Hak-hak yang berkaitan dengan at tarikah (warisan) ada empat. Keempat hak ini tidak berada pada kedudukan yang sama, akan tetapi hak yang satu lebih kuat dari yang lainnya, sehingga harus lebih didahulukan dari hak-hak lainnya. Urutan empat hak yang berkaitan dengan at tarikah tersebut sebagai berikut:[15]
1. Hak yang pertama, dimulai dari pengambilan sebagian at tarikah tersebut untuk biaya-biaya pengurusan jenazah si mayit (mulai dari dimandikannya mayit sampai dikuburkan).
2. Hak yang ke dua, pelunasan utang-utang si mayit (jika memiliki utang).
3. Hak yang ke tiga, melaksanakan wasiatnya dari sepertiga tarikahnya setelah dikurangi biaya pelunasan utang-utangnya.
4. Hak yang ke empat, pembagian tarikah (harta warisannya) kepada seluruh ahli warisnya dari sisa pengurangan (dari ke tiga hak di atas).
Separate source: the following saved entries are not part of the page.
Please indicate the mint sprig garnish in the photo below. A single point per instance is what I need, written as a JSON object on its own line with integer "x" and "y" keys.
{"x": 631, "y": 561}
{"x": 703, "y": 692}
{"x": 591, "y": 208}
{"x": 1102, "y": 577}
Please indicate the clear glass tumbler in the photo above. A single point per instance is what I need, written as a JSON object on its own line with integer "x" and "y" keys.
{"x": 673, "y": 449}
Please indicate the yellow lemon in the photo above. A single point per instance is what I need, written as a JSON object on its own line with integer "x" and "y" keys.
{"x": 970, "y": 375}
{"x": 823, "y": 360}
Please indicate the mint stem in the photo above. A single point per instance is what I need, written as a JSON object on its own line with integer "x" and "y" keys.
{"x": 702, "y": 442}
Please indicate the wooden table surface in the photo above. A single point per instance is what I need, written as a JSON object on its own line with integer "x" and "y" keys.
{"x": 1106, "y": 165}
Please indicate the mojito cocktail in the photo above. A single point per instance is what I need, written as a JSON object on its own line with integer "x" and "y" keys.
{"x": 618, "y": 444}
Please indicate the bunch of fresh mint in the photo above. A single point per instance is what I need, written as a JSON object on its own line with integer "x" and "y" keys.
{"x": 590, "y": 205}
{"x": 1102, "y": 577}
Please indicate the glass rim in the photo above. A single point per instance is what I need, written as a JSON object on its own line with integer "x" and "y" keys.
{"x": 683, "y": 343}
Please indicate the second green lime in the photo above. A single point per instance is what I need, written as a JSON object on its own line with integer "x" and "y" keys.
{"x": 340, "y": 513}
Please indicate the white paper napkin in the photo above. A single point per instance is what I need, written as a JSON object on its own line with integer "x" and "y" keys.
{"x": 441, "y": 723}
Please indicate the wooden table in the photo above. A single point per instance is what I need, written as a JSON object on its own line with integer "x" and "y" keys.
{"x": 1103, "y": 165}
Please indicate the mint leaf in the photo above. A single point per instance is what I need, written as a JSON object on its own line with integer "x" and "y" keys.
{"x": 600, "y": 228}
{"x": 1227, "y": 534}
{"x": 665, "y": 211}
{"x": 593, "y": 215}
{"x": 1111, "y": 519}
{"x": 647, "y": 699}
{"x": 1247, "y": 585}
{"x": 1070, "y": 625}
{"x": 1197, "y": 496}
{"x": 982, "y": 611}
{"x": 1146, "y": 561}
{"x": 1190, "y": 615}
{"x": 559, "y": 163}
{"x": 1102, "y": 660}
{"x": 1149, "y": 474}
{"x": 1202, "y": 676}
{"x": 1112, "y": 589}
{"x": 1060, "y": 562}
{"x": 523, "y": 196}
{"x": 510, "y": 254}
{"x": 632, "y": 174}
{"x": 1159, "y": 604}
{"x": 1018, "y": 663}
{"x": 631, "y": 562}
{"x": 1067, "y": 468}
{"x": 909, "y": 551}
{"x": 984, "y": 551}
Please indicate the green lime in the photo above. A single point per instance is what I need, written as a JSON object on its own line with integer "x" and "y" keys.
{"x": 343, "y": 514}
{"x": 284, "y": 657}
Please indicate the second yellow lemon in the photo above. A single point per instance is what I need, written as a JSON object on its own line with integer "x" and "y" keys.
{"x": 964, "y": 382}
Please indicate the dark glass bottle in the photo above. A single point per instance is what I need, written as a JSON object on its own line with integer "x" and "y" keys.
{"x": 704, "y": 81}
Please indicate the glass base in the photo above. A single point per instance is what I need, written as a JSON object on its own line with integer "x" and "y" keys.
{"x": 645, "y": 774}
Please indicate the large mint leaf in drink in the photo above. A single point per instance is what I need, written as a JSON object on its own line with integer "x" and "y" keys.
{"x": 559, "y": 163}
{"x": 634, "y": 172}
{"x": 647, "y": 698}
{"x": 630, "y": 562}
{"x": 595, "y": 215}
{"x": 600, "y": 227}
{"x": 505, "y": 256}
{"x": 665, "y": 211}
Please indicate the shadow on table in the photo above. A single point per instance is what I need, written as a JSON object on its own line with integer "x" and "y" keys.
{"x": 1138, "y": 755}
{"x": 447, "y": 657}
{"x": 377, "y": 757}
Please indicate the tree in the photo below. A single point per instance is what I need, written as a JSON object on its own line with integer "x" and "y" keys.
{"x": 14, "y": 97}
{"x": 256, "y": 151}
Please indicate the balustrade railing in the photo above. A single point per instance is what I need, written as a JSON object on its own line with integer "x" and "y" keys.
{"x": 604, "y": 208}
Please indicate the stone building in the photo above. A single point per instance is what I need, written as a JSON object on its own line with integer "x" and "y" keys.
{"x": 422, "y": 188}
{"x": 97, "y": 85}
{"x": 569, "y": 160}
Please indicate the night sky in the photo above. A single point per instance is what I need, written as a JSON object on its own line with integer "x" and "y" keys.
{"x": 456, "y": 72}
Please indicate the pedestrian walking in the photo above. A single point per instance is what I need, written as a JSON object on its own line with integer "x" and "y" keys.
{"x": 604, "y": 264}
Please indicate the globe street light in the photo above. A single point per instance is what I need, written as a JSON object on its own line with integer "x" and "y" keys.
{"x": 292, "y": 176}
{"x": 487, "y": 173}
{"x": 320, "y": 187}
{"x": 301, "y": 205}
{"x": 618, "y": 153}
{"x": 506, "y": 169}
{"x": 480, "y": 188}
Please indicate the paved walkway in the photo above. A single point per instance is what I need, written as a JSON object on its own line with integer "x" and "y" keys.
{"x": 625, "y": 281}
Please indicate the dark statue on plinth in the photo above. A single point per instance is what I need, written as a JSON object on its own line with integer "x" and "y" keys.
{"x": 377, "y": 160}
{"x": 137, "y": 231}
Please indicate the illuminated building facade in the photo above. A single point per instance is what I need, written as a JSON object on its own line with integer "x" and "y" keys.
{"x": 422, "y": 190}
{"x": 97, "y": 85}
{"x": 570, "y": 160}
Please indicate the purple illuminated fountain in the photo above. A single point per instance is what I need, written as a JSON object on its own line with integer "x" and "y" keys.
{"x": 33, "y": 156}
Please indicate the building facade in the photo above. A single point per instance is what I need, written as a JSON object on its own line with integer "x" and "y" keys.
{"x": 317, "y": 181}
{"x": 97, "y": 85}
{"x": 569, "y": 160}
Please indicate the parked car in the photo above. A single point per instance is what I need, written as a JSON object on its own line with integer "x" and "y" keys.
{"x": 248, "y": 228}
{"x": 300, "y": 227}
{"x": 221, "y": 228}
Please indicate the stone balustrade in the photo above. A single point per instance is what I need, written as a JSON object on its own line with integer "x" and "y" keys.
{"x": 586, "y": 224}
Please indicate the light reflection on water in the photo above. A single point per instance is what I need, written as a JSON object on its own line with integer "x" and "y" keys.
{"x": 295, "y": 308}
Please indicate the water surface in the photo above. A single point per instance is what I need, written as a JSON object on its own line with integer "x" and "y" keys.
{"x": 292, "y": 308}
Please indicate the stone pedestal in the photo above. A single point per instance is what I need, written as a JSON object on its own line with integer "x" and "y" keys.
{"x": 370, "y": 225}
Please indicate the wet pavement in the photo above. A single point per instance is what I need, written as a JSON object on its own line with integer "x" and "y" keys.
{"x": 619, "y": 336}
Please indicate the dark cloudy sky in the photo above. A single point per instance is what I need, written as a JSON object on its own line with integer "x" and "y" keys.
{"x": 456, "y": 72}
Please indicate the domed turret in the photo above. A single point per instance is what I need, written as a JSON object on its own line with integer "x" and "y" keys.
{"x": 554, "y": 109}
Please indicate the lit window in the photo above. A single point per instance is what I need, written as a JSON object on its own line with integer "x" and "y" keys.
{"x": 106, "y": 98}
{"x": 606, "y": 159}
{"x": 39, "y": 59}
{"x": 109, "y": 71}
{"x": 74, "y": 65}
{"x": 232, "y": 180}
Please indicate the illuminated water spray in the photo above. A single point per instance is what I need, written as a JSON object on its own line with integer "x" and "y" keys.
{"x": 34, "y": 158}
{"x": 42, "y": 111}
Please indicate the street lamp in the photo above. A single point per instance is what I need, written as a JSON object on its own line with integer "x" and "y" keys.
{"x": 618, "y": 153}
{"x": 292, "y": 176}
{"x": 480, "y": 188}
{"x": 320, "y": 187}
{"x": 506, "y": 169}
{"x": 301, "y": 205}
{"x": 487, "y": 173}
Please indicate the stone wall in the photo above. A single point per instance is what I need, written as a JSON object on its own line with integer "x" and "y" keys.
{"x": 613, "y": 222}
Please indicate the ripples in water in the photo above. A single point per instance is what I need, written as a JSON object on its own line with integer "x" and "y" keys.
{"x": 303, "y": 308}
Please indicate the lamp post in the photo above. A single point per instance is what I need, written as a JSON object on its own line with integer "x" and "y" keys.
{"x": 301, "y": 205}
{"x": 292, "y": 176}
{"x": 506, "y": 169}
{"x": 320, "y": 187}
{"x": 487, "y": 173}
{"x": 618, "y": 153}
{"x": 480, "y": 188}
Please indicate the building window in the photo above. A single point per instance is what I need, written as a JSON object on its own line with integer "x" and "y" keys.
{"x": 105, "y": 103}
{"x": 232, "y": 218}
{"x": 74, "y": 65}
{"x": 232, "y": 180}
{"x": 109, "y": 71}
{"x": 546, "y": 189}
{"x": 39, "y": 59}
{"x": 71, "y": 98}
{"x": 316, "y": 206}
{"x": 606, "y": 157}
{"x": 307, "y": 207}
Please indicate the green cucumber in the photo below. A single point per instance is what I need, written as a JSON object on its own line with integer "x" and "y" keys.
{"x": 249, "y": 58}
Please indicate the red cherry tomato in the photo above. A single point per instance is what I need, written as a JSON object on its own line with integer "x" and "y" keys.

Demikian penjelasan singkat tentang hibah, wasiat dan warisan. Adapun permasalahan-permasalahan yang timbul di masyarakat, insya Allah akan diangkat pada edisi yang akan datang.
Wallahu a’lam, wa akhiru da’waana anil hamdu lillaahi rabbil ‘aalamin.
[Disalin dari majalah As-Sunnah Edisi Khusus/Tahun IX/1426H/2005M. Penerbit Yayasan Lajnah Istiqomah Surakarta, Jl. Solo-Purwodadi Km.8 Selokaton Gondangrejo Solo 57183 Telp. 0271-761016]
_________
Footnotes
[1]. Fiqh As Sunnah (3/388).
[2]. Karena jika penyerahan kepemilikan itu terjadi setelah dia meninggal, maka hal itu disebut wasiat.
[3]. Karena jika dengan imbalan, maka hal itu disebut jual beli.
[4]. Al Mulakhash Al Fiqhi (2/163).
[5]. Fiqh As Sunnah (3/388).
[6]. Maksudnya adalah kotoran dalam arti maknawi, bukan hissi.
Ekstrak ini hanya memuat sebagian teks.